L’interrogativo rivolto alla Corte di Cassazione
Il giudizio verte sull’interpretazione del menzionato art. 19, comma 2, secondo periodo, del Regolamento Enasarco.
Enasarco, nei gradi di merito e in Cassazione, segue la tesi che, nell’ipotesi di sopravvenienza dell’invalidità, il requisito contributivo minimo di tre anni nell’ultimo quinquennio debba essere ancorato non alla data di presentazione della domanda amministrativa, ma all’epoca d’insorgenza dell’invalidità.
La Corte di Bari non ha accolto tale tesi e ha valorizzato il richiamo alla lettera b) del comma 1, che definisce il requisito contributivo e lo parametra ai “cinque anni di anzianità contributiva obbligatoria di cui almeno tre anni nel quinquennio antecedente la presentazione della domanda di pensione”.
La diversa interpretazione
Sul punto i Giudici di Appello hanno precisato che una diversa interpretazione recherebbe “un evidente vulnus all’esigenza di tutela previdenziale perseguita dalla norma: essendo indubbio che la sussistenza, alla data della domanda, di una forma di invalidità in capo all’assistito – persino vicina, come accaduto nella fattispecie, alla soglia limite del 67% – potrebbe nei fatti impedire lo svolgimento dell’attività lavorativa in termini utili ad assicurare, in concomitanza con l’aggravarsi della patologia, la permanenza del requisito contributivo, il cui accertamento va quindi ancorato alla data di proposizione della domanda”.

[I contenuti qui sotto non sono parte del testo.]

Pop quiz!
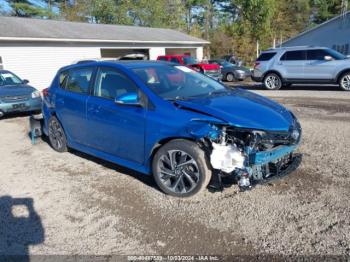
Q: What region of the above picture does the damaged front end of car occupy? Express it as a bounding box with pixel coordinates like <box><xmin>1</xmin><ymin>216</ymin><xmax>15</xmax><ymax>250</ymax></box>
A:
<box><xmin>190</xmin><ymin>116</ymin><xmax>302</xmax><ymax>191</ymax></box>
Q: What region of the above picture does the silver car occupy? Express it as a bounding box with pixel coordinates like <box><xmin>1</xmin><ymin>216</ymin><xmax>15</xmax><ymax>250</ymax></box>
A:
<box><xmin>252</xmin><ymin>47</ymin><xmax>350</xmax><ymax>91</ymax></box>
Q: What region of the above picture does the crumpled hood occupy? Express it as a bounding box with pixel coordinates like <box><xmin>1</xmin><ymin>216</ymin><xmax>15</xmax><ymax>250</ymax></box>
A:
<box><xmin>0</xmin><ymin>85</ymin><xmax>36</xmax><ymax>97</ymax></box>
<box><xmin>176</xmin><ymin>89</ymin><xmax>293</xmax><ymax>131</ymax></box>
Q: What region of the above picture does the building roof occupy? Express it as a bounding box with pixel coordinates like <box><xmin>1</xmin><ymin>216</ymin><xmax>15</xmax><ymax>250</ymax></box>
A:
<box><xmin>282</xmin><ymin>11</ymin><xmax>350</xmax><ymax>46</ymax></box>
<box><xmin>0</xmin><ymin>16</ymin><xmax>209</xmax><ymax>44</ymax></box>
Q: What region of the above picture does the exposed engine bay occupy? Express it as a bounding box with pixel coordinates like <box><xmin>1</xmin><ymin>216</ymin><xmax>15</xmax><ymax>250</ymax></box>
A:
<box><xmin>196</xmin><ymin>120</ymin><xmax>301</xmax><ymax>191</ymax></box>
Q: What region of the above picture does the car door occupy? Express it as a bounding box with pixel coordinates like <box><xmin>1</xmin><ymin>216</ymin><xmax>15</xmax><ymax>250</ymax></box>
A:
<box><xmin>87</xmin><ymin>67</ymin><xmax>146</xmax><ymax>164</ymax></box>
<box><xmin>55</xmin><ymin>67</ymin><xmax>95</xmax><ymax>144</ymax></box>
<box><xmin>304</xmin><ymin>49</ymin><xmax>335</xmax><ymax>80</ymax></box>
<box><xmin>276</xmin><ymin>50</ymin><xmax>306</xmax><ymax>80</ymax></box>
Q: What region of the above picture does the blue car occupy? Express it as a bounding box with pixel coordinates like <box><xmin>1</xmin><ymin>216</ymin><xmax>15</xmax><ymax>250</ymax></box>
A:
<box><xmin>0</xmin><ymin>70</ymin><xmax>42</xmax><ymax>118</ymax></box>
<box><xmin>43</xmin><ymin>61</ymin><xmax>301</xmax><ymax>197</ymax></box>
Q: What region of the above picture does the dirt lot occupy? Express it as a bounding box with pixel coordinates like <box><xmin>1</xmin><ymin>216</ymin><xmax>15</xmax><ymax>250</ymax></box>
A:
<box><xmin>0</xmin><ymin>83</ymin><xmax>350</xmax><ymax>255</ymax></box>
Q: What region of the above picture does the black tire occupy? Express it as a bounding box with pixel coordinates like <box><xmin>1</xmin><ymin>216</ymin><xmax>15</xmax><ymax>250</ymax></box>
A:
<box><xmin>338</xmin><ymin>71</ymin><xmax>350</xmax><ymax>91</ymax></box>
<box><xmin>48</xmin><ymin>116</ymin><xmax>68</xmax><ymax>153</ymax></box>
<box><xmin>226</xmin><ymin>73</ymin><xmax>235</xmax><ymax>82</ymax></box>
<box><xmin>152</xmin><ymin>139</ymin><xmax>211</xmax><ymax>197</ymax></box>
<box><xmin>263</xmin><ymin>73</ymin><xmax>282</xmax><ymax>90</ymax></box>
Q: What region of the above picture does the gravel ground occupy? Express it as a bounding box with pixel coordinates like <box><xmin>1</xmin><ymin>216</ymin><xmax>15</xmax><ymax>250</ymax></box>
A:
<box><xmin>0</xmin><ymin>85</ymin><xmax>350</xmax><ymax>260</ymax></box>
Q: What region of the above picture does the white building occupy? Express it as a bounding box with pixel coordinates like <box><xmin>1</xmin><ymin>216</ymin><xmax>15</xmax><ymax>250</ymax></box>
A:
<box><xmin>282</xmin><ymin>12</ymin><xmax>350</xmax><ymax>55</ymax></box>
<box><xmin>0</xmin><ymin>16</ymin><xmax>209</xmax><ymax>90</ymax></box>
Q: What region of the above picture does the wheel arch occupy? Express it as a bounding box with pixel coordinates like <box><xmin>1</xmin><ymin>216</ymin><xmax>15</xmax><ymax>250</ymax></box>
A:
<box><xmin>262</xmin><ymin>70</ymin><xmax>285</xmax><ymax>83</ymax></box>
<box><xmin>335</xmin><ymin>68</ymin><xmax>350</xmax><ymax>83</ymax></box>
<box><xmin>148</xmin><ymin>136</ymin><xmax>196</xmax><ymax>164</ymax></box>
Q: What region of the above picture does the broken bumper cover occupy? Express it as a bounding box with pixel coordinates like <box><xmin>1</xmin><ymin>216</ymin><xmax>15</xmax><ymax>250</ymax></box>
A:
<box><xmin>249</xmin><ymin>145</ymin><xmax>298</xmax><ymax>165</ymax></box>
<box><xmin>250</xmin><ymin>145</ymin><xmax>302</xmax><ymax>185</ymax></box>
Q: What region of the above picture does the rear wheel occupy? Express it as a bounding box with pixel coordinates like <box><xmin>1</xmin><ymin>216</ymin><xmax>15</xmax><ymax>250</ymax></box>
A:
<box><xmin>264</xmin><ymin>73</ymin><xmax>282</xmax><ymax>90</ymax></box>
<box><xmin>339</xmin><ymin>72</ymin><xmax>350</xmax><ymax>91</ymax></box>
<box><xmin>49</xmin><ymin>116</ymin><xmax>67</xmax><ymax>153</ymax></box>
<box><xmin>152</xmin><ymin>140</ymin><xmax>211</xmax><ymax>197</ymax></box>
<box><xmin>226</xmin><ymin>73</ymin><xmax>235</xmax><ymax>82</ymax></box>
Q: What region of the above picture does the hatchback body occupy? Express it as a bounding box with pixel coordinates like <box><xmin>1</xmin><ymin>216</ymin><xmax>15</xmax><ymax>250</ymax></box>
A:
<box><xmin>0</xmin><ymin>70</ymin><xmax>42</xmax><ymax>118</ymax></box>
<box><xmin>43</xmin><ymin>61</ymin><xmax>301</xmax><ymax>197</ymax></box>
<box><xmin>252</xmin><ymin>47</ymin><xmax>350</xmax><ymax>91</ymax></box>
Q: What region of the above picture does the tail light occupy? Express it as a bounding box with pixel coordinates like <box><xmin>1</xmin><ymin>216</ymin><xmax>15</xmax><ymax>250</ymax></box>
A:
<box><xmin>43</xmin><ymin>88</ymin><xmax>49</xmax><ymax>97</ymax></box>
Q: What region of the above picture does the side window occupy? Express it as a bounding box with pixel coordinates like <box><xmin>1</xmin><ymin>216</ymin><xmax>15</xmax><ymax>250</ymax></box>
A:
<box><xmin>170</xmin><ymin>57</ymin><xmax>180</xmax><ymax>64</ymax></box>
<box><xmin>281</xmin><ymin>50</ymin><xmax>306</xmax><ymax>61</ymax></box>
<box><xmin>66</xmin><ymin>67</ymin><xmax>94</xmax><ymax>94</ymax></box>
<box><xmin>94</xmin><ymin>67</ymin><xmax>138</xmax><ymax>100</ymax></box>
<box><xmin>58</xmin><ymin>71</ymin><xmax>68</xmax><ymax>89</ymax></box>
<box><xmin>307</xmin><ymin>49</ymin><xmax>333</xmax><ymax>60</ymax></box>
<box><xmin>256</xmin><ymin>52</ymin><xmax>276</xmax><ymax>62</ymax></box>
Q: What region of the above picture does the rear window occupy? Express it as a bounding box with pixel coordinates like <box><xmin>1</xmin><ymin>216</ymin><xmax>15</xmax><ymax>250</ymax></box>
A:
<box><xmin>58</xmin><ymin>71</ymin><xmax>68</xmax><ymax>89</ymax></box>
<box><xmin>256</xmin><ymin>52</ymin><xmax>276</xmax><ymax>61</ymax></box>
<box><xmin>281</xmin><ymin>50</ymin><xmax>306</xmax><ymax>61</ymax></box>
<box><xmin>66</xmin><ymin>67</ymin><xmax>94</xmax><ymax>94</ymax></box>
<box><xmin>170</xmin><ymin>57</ymin><xmax>180</xmax><ymax>64</ymax></box>
<box><xmin>307</xmin><ymin>49</ymin><xmax>329</xmax><ymax>60</ymax></box>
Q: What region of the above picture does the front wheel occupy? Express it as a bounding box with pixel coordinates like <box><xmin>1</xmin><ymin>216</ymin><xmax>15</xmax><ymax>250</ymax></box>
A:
<box><xmin>152</xmin><ymin>140</ymin><xmax>211</xmax><ymax>197</ymax></box>
<box><xmin>226</xmin><ymin>73</ymin><xmax>235</xmax><ymax>82</ymax></box>
<box><xmin>339</xmin><ymin>72</ymin><xmax>350</xmax><ymax>91</ymax></box>
<box><xmin>264</xmin><ymin>73</ymin><xmax>282</xmax><ymax>90</ymax></box>
<box><xmin>49</xmin><ymin>116</ymin><xmax>67</xmax><ymax>153</ymax></box>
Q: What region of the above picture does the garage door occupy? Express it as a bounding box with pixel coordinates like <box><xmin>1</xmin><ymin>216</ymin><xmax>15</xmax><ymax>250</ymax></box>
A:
<box><xmin>101</xmin><ymin>48</ymin><xmax>149</xmax><ymax>58</ymax></box>
<box><xmin>165</xmin><ymin>48</ymin><xmax>197</xmax><ymax>58</ymax></box>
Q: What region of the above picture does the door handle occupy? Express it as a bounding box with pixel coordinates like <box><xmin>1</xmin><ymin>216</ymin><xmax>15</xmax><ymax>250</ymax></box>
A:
<box><xmin>56</xmin><ymin>98</ymin><xmax>64</xmax><ymax>105</ymax></box>
<box><xmin>88</xmin><ymin>106</ymin><xmax>101</xmax><ymax>114</ymax></box>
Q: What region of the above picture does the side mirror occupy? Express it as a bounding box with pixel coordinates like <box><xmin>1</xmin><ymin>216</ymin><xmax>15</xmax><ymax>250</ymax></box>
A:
<box><xmin>115</xmin><ymin>92</ymin><xmax>142</xmax><ymax>106</ymax></box>
<box><xmin>324</xmin><ymin>55</ymin><xmax>334</xmax><ymax>61</ymax></box>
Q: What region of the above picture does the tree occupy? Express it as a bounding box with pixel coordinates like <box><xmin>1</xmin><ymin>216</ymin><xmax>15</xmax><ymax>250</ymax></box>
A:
<box><xmin>310</xmin><ymin>0</ymin><xmax>349</xmax><ymax>24</ymax></box>
<box><xmin>7</xmin><ymin>0</ymin><xmax>47</xmax><ymax>17</ymax></box>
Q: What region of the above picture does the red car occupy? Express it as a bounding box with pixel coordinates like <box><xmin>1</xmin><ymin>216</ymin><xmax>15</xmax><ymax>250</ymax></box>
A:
<box><xmin>157</xmin><ymin>55</ymin><xmax>222</xmax><ymax>80</ymax></box>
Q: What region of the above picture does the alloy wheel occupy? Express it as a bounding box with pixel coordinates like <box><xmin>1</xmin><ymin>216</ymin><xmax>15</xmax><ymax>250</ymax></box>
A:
<box><xmin>265</xmin><ymin>75</ymin><xmax>281</xmax><ymax>90</ymax></box>
<box><xmin>340</xmin><ymin>74</ymin><xmax>350</xmax><ymax>91</ymax></box>
<box><xmin>158</xmin><ymin>150</ymin><xmax>200</xmax><ymax>194</ymax></box>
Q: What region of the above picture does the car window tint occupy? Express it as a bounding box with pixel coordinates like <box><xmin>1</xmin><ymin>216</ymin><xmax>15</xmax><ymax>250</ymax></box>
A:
<box><xmin>58</xmin><ymin>71</ymin><xmax>68</xmax><ymax>88</ymax></box>
<box><xmin>281</xmin><ymin>50</ymin><xmax>306</xmax><ymax>61</ymax></box>
<box><xmin>256</xmin><ymin>53</ymin><xmax>276</xmax><ymax>61</ymax></box>
<box><xmin>170</xmin><ymin>57</ymin><xmax>179</xmax><ymax>64</ymax></box>
<box><xmin>307</xmin><ymin>49</ymin><xmax>331</xmax><ymax>60</ymax></box>
<box><xmin>94</xmin><ymin>67</ymin><xmax>138</xmax><ymax>100</ymax></box>
<box><xmin>66</xmin><ymin>67</ymin><xmax>94</xmax><ymax>94</ymax></box>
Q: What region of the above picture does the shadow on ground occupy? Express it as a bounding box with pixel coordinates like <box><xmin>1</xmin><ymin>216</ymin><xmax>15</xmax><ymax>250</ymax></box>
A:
<box><xmin>69</xmin><ymin>149</ymin><xmax>160</xmax><ymax>191</ymax></box>
<box><xmin>0</xmin><ymin>196</ymin><xmax>45</xmax><ymax>261</ymax></box>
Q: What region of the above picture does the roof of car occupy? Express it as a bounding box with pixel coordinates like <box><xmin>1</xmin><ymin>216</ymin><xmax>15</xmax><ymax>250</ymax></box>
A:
<box><xmin>61</xmin><ymin>60</ymin><xmax>173</xmax><ymax>70</ymax></box>
<box><xmin>262</xmin><ymin>46</ymin><xmax>327</xmax><ymax>53</ymax></box>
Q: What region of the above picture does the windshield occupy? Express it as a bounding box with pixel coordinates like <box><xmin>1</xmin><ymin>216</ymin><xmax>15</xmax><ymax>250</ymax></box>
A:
<box><xmin>0</xmin><ymin>72</ymin><xmax>23</xmax><ymax>86</ymax></box>
<box><xmin>133</xmin><ymin>65</ymin><xmax>228</xmax><ymax>100</ymax></box>
<box><xmin>328</xmin><ymin>49</ymin><xmax>347</xmax><ymax>60</ymax></box>
<box><xmin>182</xmin><ymin>56</ymin><xmax>197</xmax><ymax>65</ymax></box>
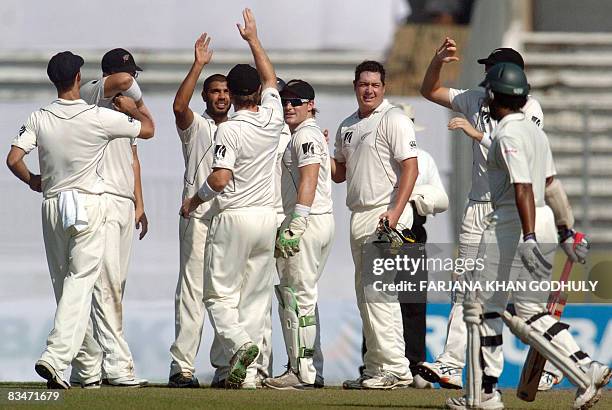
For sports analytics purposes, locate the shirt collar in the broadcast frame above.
[51,98,88,105]
[497,112,525,127]
[293,118,317,134]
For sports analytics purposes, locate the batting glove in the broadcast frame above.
[518,233,552,280]
[559,228,591,263]
[276,213,308,258]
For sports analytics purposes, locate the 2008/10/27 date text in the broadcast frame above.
[0,389,63,403]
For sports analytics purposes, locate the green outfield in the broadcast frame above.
[0,383,612,410]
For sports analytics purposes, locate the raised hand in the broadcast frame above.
[194,33,212,65]
[436,37,459,63]
[236,8,257,42]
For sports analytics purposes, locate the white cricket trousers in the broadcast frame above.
[436,200,493,368]
[170,217,229,376]
[41,193,106,374]
[469,206,590,377]
[351,205,412,379]
[204,207,276,381]
[70,194,135,383]
[276,213,335,384]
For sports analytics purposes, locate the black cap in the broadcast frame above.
[478,47,525,70]
[102,48,142,74]
[47,51,84,84]
[227,64,261,95]
[281,80,314,100]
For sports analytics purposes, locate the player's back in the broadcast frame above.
[20,99,140,198]
[488,113,555,207]
[213,88,284,210]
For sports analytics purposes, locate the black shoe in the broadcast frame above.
[34,360,70,390]
[168,372,200,389]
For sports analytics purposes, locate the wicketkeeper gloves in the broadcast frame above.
[274,204,310,258]
[518,233,552,280]
[559,228,591,263]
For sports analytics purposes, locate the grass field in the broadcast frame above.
[0,383,612,410]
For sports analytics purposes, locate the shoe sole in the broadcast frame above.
[416,364,463,390]
[580,369,612,410]
[225,345,259,389]
[362,380,412,390]
[34,362,70,390]
[102,381,149,389]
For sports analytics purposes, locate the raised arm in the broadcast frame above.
[113,95,155,139]
[236,8,276,90]
[172,33,213,130]
[421,37,459,109]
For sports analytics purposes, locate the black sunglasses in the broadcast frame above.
[281,98,310,107]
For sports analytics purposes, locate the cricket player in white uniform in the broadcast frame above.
[7,51,154,389]
[447,63,612,409]
[417,38,573,389]
[181,9,284,388]
[168,33,230,387]
[70,48,153,388]
[332,61,418,389]
[264,80,334,390]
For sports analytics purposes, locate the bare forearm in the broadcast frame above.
[330,158,346,184]
[8,160,33,185]
[514,184,535,234]
[249,39,276,88]
[132,157,144,209]
[172,62,204,113]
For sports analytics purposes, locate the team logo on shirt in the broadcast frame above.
[344,131,353,144]
[215,145,227,159]
[302,142,314,155]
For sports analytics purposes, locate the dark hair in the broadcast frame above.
[493,91,527,112]
[353,60,385,85]
[202,74,227,93]
[53,74,78,93]
[231,90,261,110]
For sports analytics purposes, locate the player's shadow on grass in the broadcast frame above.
[326,403,447,409]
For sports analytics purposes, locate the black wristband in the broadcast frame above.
[523,232,537,242]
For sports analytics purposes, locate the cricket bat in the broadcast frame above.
[516,232,584,401]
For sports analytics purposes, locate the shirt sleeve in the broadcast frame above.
[523,97,544,129]
[334,124,346,162]
[381,112,417,162]
[212,124,238,172]
[11,113,37,154]
[546,140,557,178]
[448,88,470,114]
[176,112,201,144]
[261,87,285,123]
[499,135,532,184]
[291,128,323,168]
[98,107,141,139]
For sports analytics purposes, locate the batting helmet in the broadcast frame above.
[480,63,530,96]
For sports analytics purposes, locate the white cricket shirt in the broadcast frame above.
[282,118,333,215]
[81,77,136,201]
[334,100,417,212]
[487,113,556,208]
[212,87,285,210]
[176,112,217,219]
[449,88,544,201]
[12,98,140,198]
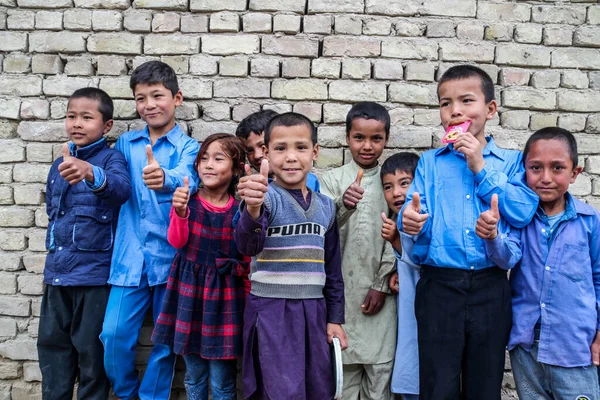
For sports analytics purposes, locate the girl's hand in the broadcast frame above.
[388,272,398,293]
[173,176,190,218]
[243,159,269,220]
[327,323,348,351]
[475,194,500,240]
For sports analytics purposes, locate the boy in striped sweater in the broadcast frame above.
[235,113,347,400]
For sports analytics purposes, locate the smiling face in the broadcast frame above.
[65,97,113,149]
[381,170,414,215]
[525,139,581,215]
[198,141,233,190]
[346,118,387,169]
[265,125,319,189]
[438,76,498,143]
[134,83,183,136]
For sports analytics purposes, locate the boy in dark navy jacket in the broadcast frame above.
[37,88,131,400]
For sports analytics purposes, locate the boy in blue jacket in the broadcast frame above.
[37,88,131,400]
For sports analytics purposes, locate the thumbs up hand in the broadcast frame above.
[173,176,190,218]
[243,159,269,220]
[142,144,165,190]
[402,192,429,235]
[58,143,94,185]
[343,169,365,209]
[475,194,500,240]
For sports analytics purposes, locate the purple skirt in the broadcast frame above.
[242,294,335,400]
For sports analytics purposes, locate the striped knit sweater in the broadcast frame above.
[250,184,335,299]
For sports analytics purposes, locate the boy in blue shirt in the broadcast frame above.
[37,88,131,400]
[477,127,600,400]
[381,152,421,400]
[100,61,199,400]
[398,65,538,400]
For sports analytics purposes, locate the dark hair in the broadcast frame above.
[67,88,114,123]
[235,110,278,139]
[437,64,496,103]
[264,112,317,146]
[380,152,419,180]
[194,133,246,196]
[523,126,579,168]
[129,61,179,97]
[346,101,390,140]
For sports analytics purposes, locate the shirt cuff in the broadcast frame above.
[475,163,488,184]
[84,165,106,192]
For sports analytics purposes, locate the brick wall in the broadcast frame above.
[0,0,600,400]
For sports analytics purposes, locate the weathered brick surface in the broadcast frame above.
[0,0,600,394]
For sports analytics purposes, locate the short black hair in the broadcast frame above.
[346,101,390,140]
[129,61,179,97]
[235,110,279,139]
[437,64,496,103]
[523,126,579,168]
[264,112,317,146]
[67,87,114,123]
[380,152,419,180]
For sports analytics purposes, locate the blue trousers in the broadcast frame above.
[183,354,237,400]
[100,274,175,400]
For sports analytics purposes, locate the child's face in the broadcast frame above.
[525,139,581,215]
[242,132,265,171]
[65,97,113,149]
[381,169,414,215]
[438,76,498,141]
[134,83,183,134]
[265,125,319,189]
[346,118,387,169]
[198,141,233,190]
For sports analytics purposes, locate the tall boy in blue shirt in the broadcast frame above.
[37,88,131,400]
[398,65,538,400]
[477,127,600,400]
[100,61,199,400]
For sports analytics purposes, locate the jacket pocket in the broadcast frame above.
[73,206,114,251]
[46,208,56,251]
[558,244,591,282]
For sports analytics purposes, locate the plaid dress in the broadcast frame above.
[152,196,249,360]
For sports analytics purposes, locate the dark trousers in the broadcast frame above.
[415,266,512,400]
[37,285,110,400]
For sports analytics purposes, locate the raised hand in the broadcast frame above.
[173,176,190,218]
[58,143,94,185]
[243,159,269,220]
[142,144,165,190]
[454,132,485,174]
[402,192,429,235]
[343,169,365,209]
[475,194,500,240]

Il lavoratore interessato presentava domanda amministrativa il 23 dicembre 2011. Nel corso della visita collegiale dell’8 novembre 2012, gli veniva riscontrata un’invalidità del 70%, a decorrere dal 21 agosto 2012, data posteriore alla presentazione della domanda amministrativa.
La Corte di Bari ha reputato condizione necessaria e sufficiente per il conseguimento della pensione d’invalidità la titolarità, al momento della presentazione della domanda, del “requisito contributivo mobile di tre anni di anzianità contributiva”. È dunque ininfluente la carenza di tale requisito al momento dell’insorgenza dell’invalidità in un grado idoneo a giustificare l’accesso alle correlate prestazioni.
Per contro, Enasarco sostiene, in particolare, che la Corte avrebbe errato, a fronte di uno stato invalidante insorto in data successiva alla presentazione della domanda, a non “effettuare una nuova verifica della sussistenza del requisito contributivo con riferimento alla data di accertata insorgenza dello stato invalidante”.
Il Regolamento Enasarco non può essere considerato come fonte normativa secondaria
Gli Ermellini, nel respingere le censure di Enasarco, specificano che il Regolamento Enasarco, deputato a disciplinare le attività istituzionali dell’ente, non può essere considerato come fonte normativa secondaria, ai sensi dell’art. 1, n. 2, delle preleggi, e non può essere invocato per far valere il vizio di violazione e falsa applicazione di norme di diritto.
Il suddetto regolamento ha valore negoziale e, pertanto, il sindacato di legittimità è circoscritto alle ipotesi di violazione delle regole di ermeneutica enucleate dagli artt. 1362 e ss. c.c.
Difatti, è da considerarsi del tutto pacifico che quando di una clausola contrattuale siano praticabili due o più interpretazioni, non è consentito, alla parte che aveva proposto l’interpretazione poi disattesa dal Giudice di merito, dolersi in Cassazione del fatto che sia stata privilegiata l’altra interpretazione. L’interpretazione del contratto è un’indagine di fatto riservata al Giudice di merito ed è inammissibile la censura che si risolva nella contrapposizione di un’esegesi diversa da quella accolta nella sentenza impugnata.
Ad ogni modo, la Corte di Bari ha esposto in maniera esaustiva le ragioni che avvalorano l’interpretazione delle previsioni negoziali concernenti i requisiti contributivi in caso d’insorgenza successiva dell’invalidità.